Storing Custom Objects

Up to this point, you have only stored byte arrays or strings in a record store. As explained in the diary example, Strings have a method with which you can convert them to byte arrays, and a constructor that takes a byte array as input. But if you want to store your own objects, you need to provide a way to convert them to byte arrays and back yourselves.

The simplest solution would be to add the same constructor and getBytes() method to your custom objects that String already provides. You can implement the mapping two different ways. One possibility is to convert the byte array to different fields in your object. The other possibility is to keep the byte array as storage, and to implement field access methods as wrappers to portions of the byte array. The second possibility makes sense especially when your structure consists of elements having a fixed size. Here, we will focus on the first method, which is simpler to handle, especially for dynamic structures.

Data Streams

Assume you are going to implement a travel list management tool, where the entries consist of the journey destination, the date of the journey and the distance actually traveled.

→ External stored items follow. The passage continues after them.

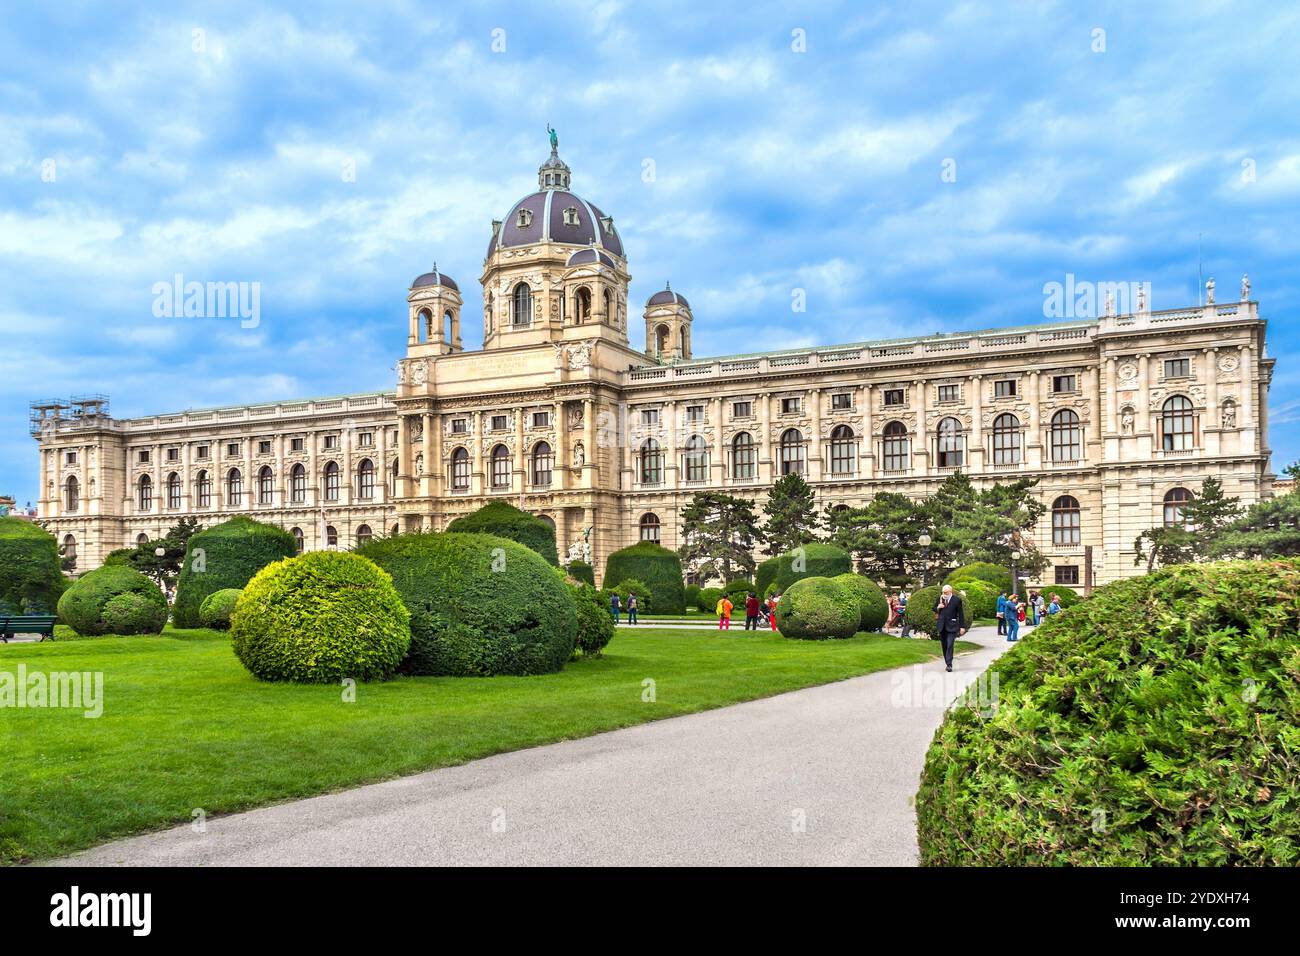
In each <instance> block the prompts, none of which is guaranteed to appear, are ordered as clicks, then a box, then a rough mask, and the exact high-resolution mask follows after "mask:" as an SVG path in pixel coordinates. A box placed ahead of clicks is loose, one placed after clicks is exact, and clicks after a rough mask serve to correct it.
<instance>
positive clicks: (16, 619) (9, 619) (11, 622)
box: [0, 614, 55, 644]
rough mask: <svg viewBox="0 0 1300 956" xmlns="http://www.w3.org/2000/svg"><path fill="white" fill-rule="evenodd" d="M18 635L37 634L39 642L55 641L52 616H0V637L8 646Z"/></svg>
mask: <svg viewBox="0 0 1300 956" xmlns="http://www.w3.org/2000/svg"><path fill="white" fill-rule="evenodd" d="M19 633H39V635H40V640H45V637H48V639H49V640H53V639H55V615H53V614H0V637H3V639H4V643H5V644H8V643H9V639H10V637H13V636H14V635H19Z"/></svg>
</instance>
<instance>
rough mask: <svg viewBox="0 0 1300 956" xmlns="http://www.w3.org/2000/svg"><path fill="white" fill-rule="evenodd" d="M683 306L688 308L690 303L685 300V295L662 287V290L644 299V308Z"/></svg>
mask: <svg viewBox="0 0 1300 956" xmlns="http://www.w3.org/2000/svg"><path fill="white" fill-rule="evenodd" d="M673 304H676V306H685V307H686V308H690V303H689V302H686V297H685V295H679V294H677V293H675V291H672V289H664V290H663V291H659V293H655V294H654V295H651V297H650V298H649V299H646V308H649V307H650V306H673Z"/></svg>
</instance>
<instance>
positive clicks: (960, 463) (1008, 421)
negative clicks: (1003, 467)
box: [948, 412, 1021, 464]
mask: <svg viewBox="0 0 1300 956" xmlns="http://www.w3.org/2000/svg"><path fill="white" fill-rule="evenodd" d="M948 420H949V421H956V420H957V419H948ZM957 463H958V464H961V460H958V462H957ZM1019 463H1021V420H1019V419H1018V418H1015V416H1014V415H1011V414H1010V412H1006V414H1002V415H998V416H997V418H996V419H993V464H1019Z"/></svg>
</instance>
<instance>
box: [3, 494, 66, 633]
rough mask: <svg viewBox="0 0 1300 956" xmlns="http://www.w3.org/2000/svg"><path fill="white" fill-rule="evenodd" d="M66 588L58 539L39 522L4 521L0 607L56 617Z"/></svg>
mask: <svg viewBox="0 0 1300 956" xmlns="http://www.w3.org/2000/svg"><path fill="white" fill-rule="evenodd" d="M66 587H68V580H66V579H65V578H64V572H62V566H61V563H60V558H59V541H57V540H56V538H55V536H53V535H51V533H49V532H48V531H45V529H44V528H42V527H40V525H39V524H36V523H35V522H27V520H23V519H22V518H9V516H5V518H0V607H5V606H6V607H9V609H10V613H13V614H29V613H30V614H42V613H49V614H53V613H55V609H56V607H57V606H59V598H60V597H61V596H62V593H64V591H65V589H66Z"/></svg>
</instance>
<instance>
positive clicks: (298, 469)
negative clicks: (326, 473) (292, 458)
mask: <svg viewBox="0 0 1300 956" xmlns="http://www.w3.org/2000/svg"><path fill="white" fill-rule="evenodd" d="M289 499H290V501H291V502H294V503H295V505H302V503H303V502H304V501H307V468H304V467H303V466H302V464H295V466H294V467H292V468H291V470H290V471H289Z"/></svg>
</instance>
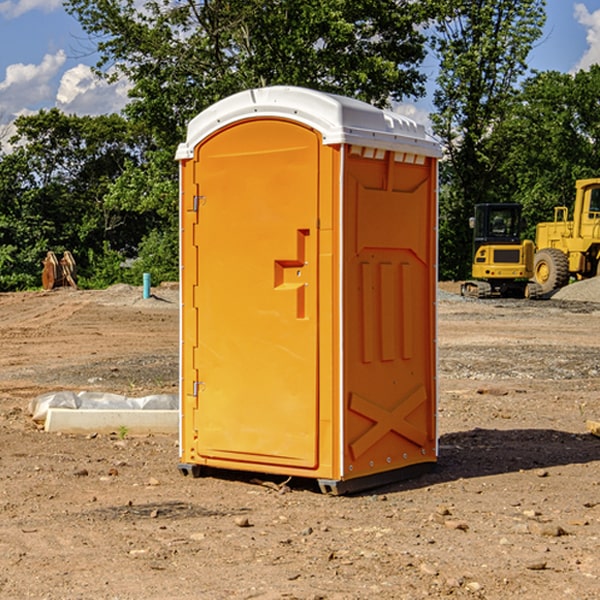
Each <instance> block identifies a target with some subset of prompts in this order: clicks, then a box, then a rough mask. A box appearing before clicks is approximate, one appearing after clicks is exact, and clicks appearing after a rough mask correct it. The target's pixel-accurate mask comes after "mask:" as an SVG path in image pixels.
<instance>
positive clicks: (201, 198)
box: [192, 196, 206, 212]
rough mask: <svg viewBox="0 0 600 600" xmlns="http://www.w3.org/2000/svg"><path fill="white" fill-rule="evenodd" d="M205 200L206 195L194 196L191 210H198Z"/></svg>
mask: <svg viewBox="0 0 600 600" xmlns="http://www.w3.org/2000/svg"><path fill="white" fill-rule="evenodd" d="M205 201H206V196H194V204H193V207H192V210H193V211H194V212H198V209H199V208H200V206H202V205H203V204H204V203H205Z"/></svg>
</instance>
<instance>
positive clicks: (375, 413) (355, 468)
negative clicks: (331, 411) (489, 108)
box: [344, 147, 436, 478]
mask: <svg viewBox="0 0 600 600" xmlns="http://www.w3.org/2000/svg"><path fill="white" fill-rule="evenodd" d="M344 181H345V207H344V221H345V225H344V230H345V241H344V247H345V255H344V296H345V303H344V307H345V308H344V315H345V317H344V339H345V343H344V352H345V361H344V385H345V389H344V401H345V403H346V405H345V406H346V417H345V424H344V427H345V434H344V440H345V443H344V477H345V478H354V477H359V476H365V475H370V474H375V473H378V472H381V471H386V470H391V469H398V468H402V467H406V466H409V465H414V464H416V463H421V462H432V461H435V459H436V456H435V454H436V432H435V395H436V385H435V340H434V338H435V308H434V306H435V285H436V284H435V260H436V259H435V256H436V248H435V244H436V236H435V225H436V214H435V211H436V201H435V181H436V169H435V162H434V161H433V160H432V159H431V158H426V157H424V156H423V157H415V156H413V155H406V154H404V153H395V152H390V151H376V150H371V149H368V148H360V147H351V148H350V151H349V155H348V158H347V160H346V175H345V178H344Z"/></svg>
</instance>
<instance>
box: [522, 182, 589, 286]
mask: <svg viewBox="0 0 600 600" xmlns="http://www.w3.org/2000/svg"><path fill="white" fill-rule="evenodd" d="M568 214H569V210H568V208H567V207H566V206H557V207H555V208H554V221H550V222H548V223H538V225H537V227H536V235H535V245H536V254H535V261H534V274H533V276H534V280H535V281H536V282H537V283H538V284H539V286H540V287H541V290H542V293H543V294H549V293H551V292H552V291H554V290H556V289H559V288H561V287H563V286H565V285H567V284H568V283H569V281H570V279H571V278H574V279H588V278H590V277H596V276H597V275H599V274H600V178H596V179H580V180H578V181H577V182H575V203H574V205H573V218H572V220H569V219H568Z"/></svg>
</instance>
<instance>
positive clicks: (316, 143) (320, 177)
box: [177, 87, 439, 491]
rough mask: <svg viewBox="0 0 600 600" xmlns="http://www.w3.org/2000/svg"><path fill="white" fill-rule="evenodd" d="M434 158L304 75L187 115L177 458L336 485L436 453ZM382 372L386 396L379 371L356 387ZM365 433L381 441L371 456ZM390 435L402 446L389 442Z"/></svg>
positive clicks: (237, 94)
mask: <svg viewBox="0 0 600 600" xmlns="http://www.w3.org/2000/svg"><path fill="white" fill-rule="evenodd" d="M407 134H408V135H407ZM409 156H410V157H418V158H416V159H415V158H412V159H411V158H407V157H409ZM438 156H439V146H438V145H437V144H436V143H435V142H433V141H432V140H430V139H429V138H428V136H427V135H426V134H425V132H424V131H423V129H422V128H420V127H418V126H416V124H414V123H412V122H411V121H409V120H406V119H404V118H401V117H399V116H398V115H392V114H391V113H387V112H384V111H381V110H379V109H376V108H374V107H371V106H369V105H367V104H365V103H362V102H358V101H356V100H351V99H348V98H343V97H339V96H334V95H330V94H324V93H321V92H316V91H313V90H307V89H303V88H294V87H272V88H262V89H255V90H249V91H246V92H242V93H240V94H236V95H234V96H232V97H230V98H226V99H225V100H222V101H220V102H218V103H217V104H215V105H213V106H212V107H210V108H209V109H207V110H206V111H204V112H203V113H201V114H200V115H198V117H196V118H195V119H194V120H192V121H191V123H190V125H189V127H188V136H187V140H186V142H185V143H184V144H182V145H180V147H179V149H178V153H177V158H178V159H179V161H180V172H181V211H180V212H181V269H182V270H181V287H182V311H181V430H180V431H181V435H180V438H181V439H180V446H181V465H180V469H181V470H182V472H184V473H187V472H190V471H191V472H193V473H194V474H196V473H197V472H198V471H199V469H200V468H201V467H202V466H209V467H216V468H229V469H241V470H250V471H259V472H267V473H279V474H282V475H294V476H301V477H314V478H317V479H319V480H322V481H323V482H324V483H323V485H324V486H325V488H327V489H331V490H332V491H340V490H341V489H342V487H343V486H341V485H340V484H341V482H343V481H346V480H353V479H357V480H360V481H356V482H355V487H359V486H360V485H361V482H362V483H366V482H368V481H371V480H370V479H365V478H366V477H371V476H377V474H380V473H382V472H389V471H395V470H397V469H399V468H401V467H406V466H408V465H410V464H413V463H415V462H417V463H423V462H433V461H435V454H436V452H435V449H432V446H435V430H434V429H435V428H434V427H433V426H432V425H431V423H432V422H434V415H433V411H434V410H435V396H436V391H435V359H434V356H435V347H434V344H435V340H434V337H435V331H434V328H435V325H434V322H435V318H434V304H435V295H433V297H432V291H431V289H432V285H433V288H435V280H436V273H435V244H436V239H435V225H436V223H435V213H436V202H435V194H436V190H435V181H436V175H437V170H436V169H437V165H436V159H437V157H438ZM399 157H401V158H400V159H399ZM411 160H412V162H413V163H414V165H413V166H415V167H416V168H414V169H412V170H411V169H405V168H403V167H406V166H407V165H408V164H409V162H410V161H411ZM371 163H373V164H371ZM404 171H406V173H405V174H404V175H403V174H402V173H403V172H404ZM394 186H396V187H398V186H400V187H402V189H404V188H407V189H406V190H405V191H403V192H400V195H398V193H397V192H396V191H395V189H396V188H395V187H394ZM415 190H416V191H415ZM390 194H391V195H392V196H393V198H392V199H391V200H390V198H391V196H390ZM415 194H416V195H415ZM385 198H388V199H387V200H386V199H385ZM419 207H420V208H419ZM363 212H364V214H363ZM371 212H373V214H371ZM397 229H399V230H400V231H401V232H405V233H406V240H405V241H404V242H403V244H404V245H403V247H402V248H401V249H400V251H399V252H396V253H394V252H395V250H397V246H398V234H397V231H396V230H397ZM421 229H423V231H422V232H420V230H421ZM381 240H383V241H381ZM407 244H410V246H407ZM359 245H360V246H361V248H362V249H361V250H360V251H358V252H357V248H358V246H359ZM365 253H366V254H365ZM409 273H410V275H409ZM413 284H414V285H415V286H416V287H414V288H413V287H410V286H412V285H413ZM365 286H366V287H365ZM370 286H376V288H377V291H375V292H373V293H371V292H370V291H368V290H367V288H369V289H370ZM412 294H420V296H419V297H418V298H415V300H414V301H410V299H408V300H406V297H407V296H411V295H412ZM433 294H434V292H433ZM423 296H425V298H424V299H425V300H426V306H425V308H424V309H422V312H423V311H424V313H423V316H419V317H418V318H417V319H416V320H415V315H414V314H412V313H411V311H413V310H415V309H416V308H417V306H418V305H419V304H420V303H421V301H422V300H423ZM373 302H374V303H375V304H372V303H373ZM369 303H371V304H369ZM398 307H400V310H401V311H404V312H403V313H402V314H401V315H397V314H396V312H395V311H396V309H398ZM419 322H420V323H422V325H421V326H419V324H418V323H419ZM388 327H389V328H392V329H393V330H394V331H393V332H390V333H389V334H387V333H385V331H387V329H388ZM403 328H404V329H403ZM382 331H383V337H381V332H382ZM421 334H424V339H423V340H421V339H420V337H419V336H420V335H421ZM373 344H376V345H377V347H378V348H379V349H377V350H376V349H375V347H374V346H373ZM369 353H375V354H369ZM432 357H433V358H432ZM415 359H416V360H415ZM417 362H418V363H419V364H420V366H419V367H415V364H416V363H417ZM380 363H385V364H384V365H383V367H381V368H380V367H378V366H376V368H374V369H373V365H379V364H380ZM369 365H370V366H369ZM380 376H383V378H384V379H385V380H386V381H388V382H393V383H389V385H390V386H392V388H393V390H392V391H393V399H390V398H391V396H390V389H388V388H386V386H385V385H382V384H381V383H377V384H376V385H375V388H376V389H377V393H372V386H371V384H369V382H368V381H367V380H369V379H370V378H372V377H375V378H379V377H380ZM425 380H426V381H425ZM361 382H362V383H361ZM388 387H389V386H388ZM398 388H402V389H403V390H404V391H403V393H401V394H398ZM404 388H406V389H404ZM408 388H410V389H408ZM423 394H424V395H425V400H424V401H422V402H420V403H419V402H418V400H419V399H421V400H422V396H423ZM382 396H383V400H382V398H381V397H382ZM404 401H406V404H405V407H404V408H403V409H402V410H400V409H396V408H393V407H390V406H388V404H390V402H391V403H392V404H394V403H397V402H404ZM378 403H379V408H378V409H377V408H375V407H376V406H377V405H378ZM386 415H387V416H386ZM409 416H410V418H407V417H409ZM401 417H402V418H401ZM411 419H412V421H411ZM415 419H416V420H415ZM391 420H394V423H392V424H390V423H391ZM387 421H390V423H388V422H387ZM402 424H403V425H402ZM388 425H389V427H388ZM401 425H402V427H401ZM402 428H404V430H405V431H404V433H400V432H398V431H397V430H398V429H402ZM416 430H419V433H416ZM377 432H379V434H380V437H381V438H386V440H385V442H384V446H385V448H383V450H382V449H381V448H379V450H377V453H378V454H380V453H381V452H382V451H383V453H384V454H385V455H386V457H385V458H384V459H383V460H382V461H381V460H380V458H379V457H378V458H377V459H376V462H377V465H376V466H374V459H373V458H371V456H372V452H373V447H377V446H378V445H379V446H381V443H380V442H381V440H378V439H376V437H377ZM388 434H389V435H388ZM390 436H391V437H390ZM387 438H390V439H387ZM398 438H402V439H404V440H405V441H406V440H408V442H407V443H408V444H409V446H410V447H411V449H412V447H413V446H415V445H416V446H418V449H417V451H416V459H414V458H413V457H411V458H410V459H409V460H407V459H402V457H401V456H400V455H396V452H391V451H390V450H389V448H388V446H389V445H390V444H391V445H392V446H397V445H398V444H397V442H398ZM425 438H427V440H425ZM425 446H427V447H428V450H427V456H424V455H423V454H422V451H423V448H424V447H425ZM398 447H402V445H400V446H398ZM403 454H404V455H406V454H407V453H406V452H404V453H403ZM392 455H393V456H394V458H393V460H392V459H390V460H388V459H389V458H390V456H392ZM386 461H387V462H386ZM363 463H364V464H363Z"/></svg>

Such an object could be implemented as follows:

class Journey {
    int distance;
    long date;
    String destination;
}

The simplest mechanism to serialize this kind of object is provided by a combination of a DataOutputStream and a ByteArrayOutputStream. The DataOutputStream allows you to write simple data types such as integers or byte arrays to an OutputStream, and the ByteArrayOutputStream is a special OutputStream that creates a byte array. To get a byte array representation of the whole object, you plug them together in the getBytes() method of your class Journey. There, you write the fields to the stream and finally obtain the byte array from the ByteArrayOutputStream:

byte [] getBytes () throws IOException {
    ByteArrayOutputStream baos = new ByteArrayOutputStream ();
    DataOutputStream dos = new DataOutputStream (baos);
    dos.writeInt (distance);
    dos.writeLong (date);
    dos.writeUTF (destination);
    dos.close ();
    baos.close ();
    return baos.toByteArray ();
}

In the constructor, you can use a ByteArrayInputStream and a DataInputStream to perform the inverse operation:

Journey (byte [] data) throws IOException {
     ByteArrayInputStream bais = new ByteArrayInputStream (data);
     DataInputStream dis = new DataInputStream (bais);
     distance = dis.readInt ();
     date = dis.readLong ();
     destination = dis.readUTF ();
     dis.close ();
     bais.close ();
 }

Direct Encoding

An alternative to using a set of streams—which may be faster but which also generates more implementation effort—is to decode the information in the byte array manually. For example, if the integer storing the distance is contained in the first four bytes of the byte array, it can be decoded using the following line:

distance = ((data [0] & 0xff) << 24) | ((data [1] & 0xff) << 16)
           | ((data [2] & 0xff) << 8) | (data [3] & 0xff);

The corresponding inverse operation is

data [0] = (byte) (0xff & (distance >> 24));
data [1] = (byte) (0xff & (distance >> 16));
data [2] = (byte) (0xff & (distance >> 8));
data [3] = (byte) (0xff & distance);

Because of the additional implementation effort, this method makes sense only in time-critical applications where the overhead of creating two additional streams is too expensive.